The risks that it seeks to mitigate might be real for some model, some day, but not today. The current state of the art models do not present the anticipated risks, but the criteria for what constitutes a "covered model" are all stated relative to current models (e.g., the number of FLOPS or the cost of training). They would not necessarily apply to future models, for example, quantum computing models, or they may apply to too many models, which do not present risks. Future models may be trainable for less than $100 million, for example, and they would be excluded from this regulation. That makes no sense: Apply today's criteria to models that do not exist and may not be relevant to models that do present risks.

What this bill does is to respond to and provide government certification to the hype surrounding GenAI models. It supports and provides government certification that these models are more powerful than they are. Despite industry protestations, this bill is a gift to the industry. If today's models are not genuinely (and generally intelligent), they will be within a few years (or so the bill presumes) and so this specific kind of regulation is needed now. The state is contributing to the marketing based on science fiction.

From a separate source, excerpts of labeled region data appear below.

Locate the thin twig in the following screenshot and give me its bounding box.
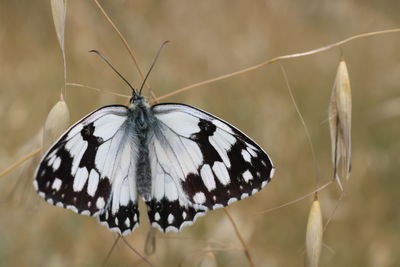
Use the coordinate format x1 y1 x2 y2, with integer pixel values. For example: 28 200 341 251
121 236 154 267
324 180 348 232
0 147 42 177
101 235 121 267
256 180 334 214
156 28 400 101
279 62 319 185
224 208 255 267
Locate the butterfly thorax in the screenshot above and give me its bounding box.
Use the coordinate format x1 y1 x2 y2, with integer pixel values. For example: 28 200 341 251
127 96 156 200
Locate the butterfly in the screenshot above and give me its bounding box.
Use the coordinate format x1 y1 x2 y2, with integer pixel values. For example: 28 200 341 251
34 45 275 235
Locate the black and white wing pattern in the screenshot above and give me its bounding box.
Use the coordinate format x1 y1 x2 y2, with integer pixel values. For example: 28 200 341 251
147 104 275 231
34 105 139 234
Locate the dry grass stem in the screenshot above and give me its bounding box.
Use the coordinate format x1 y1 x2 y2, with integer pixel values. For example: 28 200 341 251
0 147 42 177
50 0 67 95
305 193 323 267
43 94 69 150
279 63 319 184
256 181 332 214
121 236 154 267
223 208 255 267
144 227 156 256
198 249 218 267
328 58 351 191
156 28 400 102
66 83 131 98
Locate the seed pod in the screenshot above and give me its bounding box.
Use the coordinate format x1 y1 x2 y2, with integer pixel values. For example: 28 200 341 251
305 193 323 267
42 95 69 152
329 58 352 189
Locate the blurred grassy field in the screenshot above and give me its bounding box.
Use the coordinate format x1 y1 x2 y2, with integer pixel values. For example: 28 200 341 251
0 0 400 267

That is silly.

Finally, the bill creates a business model for "third party" organization to certify that the models are safe. For the foreseeable future, that party will be able to collect large fees without actually having to do any valuable work.

Today's models do not present the dangers that are anticipated by this bill and it is dubious whether any future model ever will. The California legislature is being conned and that is why I object to this bill. Stop the hype.